事務所の中は、何も変わらなかった。事務机が五つあり、生徒が出欠簿を出すカウンターがあり、自習用の机があり、教材の閉まってある棚が三つ並んでいて、小さな給湯スペースがある。現実で、私は何回か事務の手伝いもして、給湯スペースでポットの水垢を落としたり、麦茶を作ったり、生徒が使ったプラスチック製のカラフルなカップたちを洗ったりしていた。あの水に濡れたカップのざらざらとした感覚を今でも思い出せる気がするのに、もう六年前の話なのだ。

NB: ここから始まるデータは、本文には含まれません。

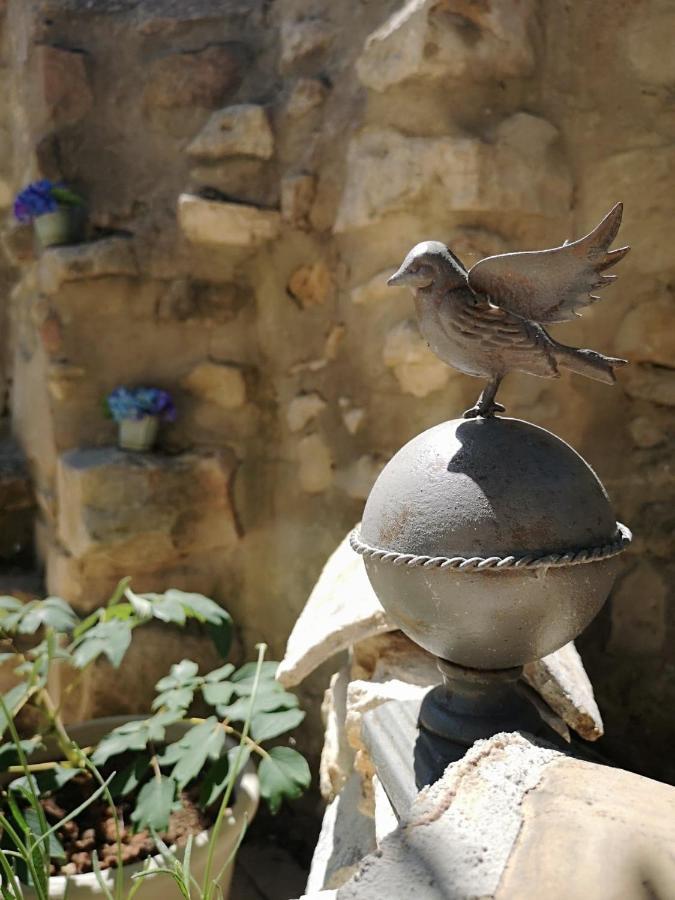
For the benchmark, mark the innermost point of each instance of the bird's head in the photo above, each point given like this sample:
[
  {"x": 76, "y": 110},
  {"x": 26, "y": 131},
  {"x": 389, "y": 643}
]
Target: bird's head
[{"x": 430, "y": 264}]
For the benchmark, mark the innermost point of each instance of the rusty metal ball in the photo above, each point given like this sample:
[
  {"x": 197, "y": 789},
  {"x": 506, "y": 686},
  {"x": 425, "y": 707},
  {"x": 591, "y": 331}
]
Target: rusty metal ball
[{"x": 490, "y": 542}]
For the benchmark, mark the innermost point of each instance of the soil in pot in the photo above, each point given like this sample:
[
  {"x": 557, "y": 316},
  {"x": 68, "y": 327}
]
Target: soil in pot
[{"x": 94, "y": 828}]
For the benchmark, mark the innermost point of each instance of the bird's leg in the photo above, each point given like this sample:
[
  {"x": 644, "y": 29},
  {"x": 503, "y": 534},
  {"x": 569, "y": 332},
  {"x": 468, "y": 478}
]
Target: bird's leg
[{"x": 486, "y": 405}]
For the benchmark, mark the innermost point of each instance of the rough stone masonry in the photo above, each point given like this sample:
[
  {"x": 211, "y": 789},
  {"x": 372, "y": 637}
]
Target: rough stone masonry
[{"x": 253, "y": 172}]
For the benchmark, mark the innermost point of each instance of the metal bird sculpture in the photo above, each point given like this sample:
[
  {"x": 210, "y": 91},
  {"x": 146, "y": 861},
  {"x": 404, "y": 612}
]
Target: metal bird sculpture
[{"x": 488, "y": 320}]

夢の中でもなぜか胸が詰まる思いがして、タイムカードラックにまばらに差込まれたタイムカードの名前を目で追った。事務室には懐かしい先生たちの顔があったのに、でも、一番に会いたいはずの数学の先生はいなかった。私はその後すぐに、「お疲れ様でした」とだけ告げて、すこし重い曇りガラスの扉を開けて、帰ってしまったのだ。

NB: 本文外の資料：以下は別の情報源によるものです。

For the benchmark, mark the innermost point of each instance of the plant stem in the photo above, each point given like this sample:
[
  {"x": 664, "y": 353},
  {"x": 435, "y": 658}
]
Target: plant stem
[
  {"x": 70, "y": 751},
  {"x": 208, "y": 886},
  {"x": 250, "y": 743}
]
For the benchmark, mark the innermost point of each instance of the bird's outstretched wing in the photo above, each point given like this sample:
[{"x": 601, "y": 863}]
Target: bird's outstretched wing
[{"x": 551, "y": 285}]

これは現実にはない景色か、あるいはかつてどこかで見た景色の切り貼りだが、塾を後にしたら、やがて両脇を田圃に挟まれて、小さな用水路沿いに、私は歩いて帰った。そんな場所は現実にはないのに、なぜかひどく懐かしかった。夜の暗闇に、せんせんと流れる水の音と蛙の鳴き声ばかりが響く。稲はまだ葉が若く、青かった。気持ちの良い夜だった。その時ふと、私は不思議に思った。「あれ、塾はもう閉業して、なくなってしまったんじゃなかったっけ?」「ああそうか、閉業したけれど、また始めたんだった」でもそこで、夢を見ながら、これは夢なのだと分かってしまった。その時自然にすうっと目が覚めた。

 

私は昔の話ばかりをこうして夢に思い出しては日記に書くけれど、それを虚しく悲しく思うこともある。過ぎたことばかりを大事にして、今感じていることは何も書けない。何も思わない。多分頭がすこし鈍いのだろう。今起きていることを、美しく思い返すことができなくて、上手く大事にできなくて、過ぎてから本当は大事だったことに気付いて、もっと上手くできればよかったのに、と思う。その時には、大事にしたかったものも、人も、もう手元にはない。だからせめて、書き残しておきたい。もう現実には手に入らないものだから、いつかきっと夢にも見なくなって、忘れてしまう。大伴旅人は「現には逢ふよしも無し ぬばたまの夜の夢にを継ぎて見えこそ」と詠んだけれど、本当に会いたい人には、もう夢の中でさえ会えない。夢で会えないなら、会えるのはもう頭の中だけだ。だからこうして言葉にして残して、忘れないようにしていたい。

本当に、昔を懐かしく思うほど、和歌ばかりが頭に過ぎる。「駿河なる宇津の山辺のうつつにも 夢にも人にあはぬなりけり」。「いかにせむ山の青葉になるままに 遠ざかりゆく花の姿を」。和歌を読んでいる時は決して寂しくない。だから、私に和歌を教えてくれた古典の先生に感謝している。そして、その先生に引き合わせてくれた数学の先生に、誰よりも。

早く春日大社に行きたい。そして祈りたい。ありがとうと伝えたい。でも春日大社に行くと、いつも寂しい。懐かしいものは全て関西に残してきたから、関西にいると胸が苦しい。だから私は西へ帰らないのかも知れない。寂しいから、ずっと和歌集を読んで慰められていたい。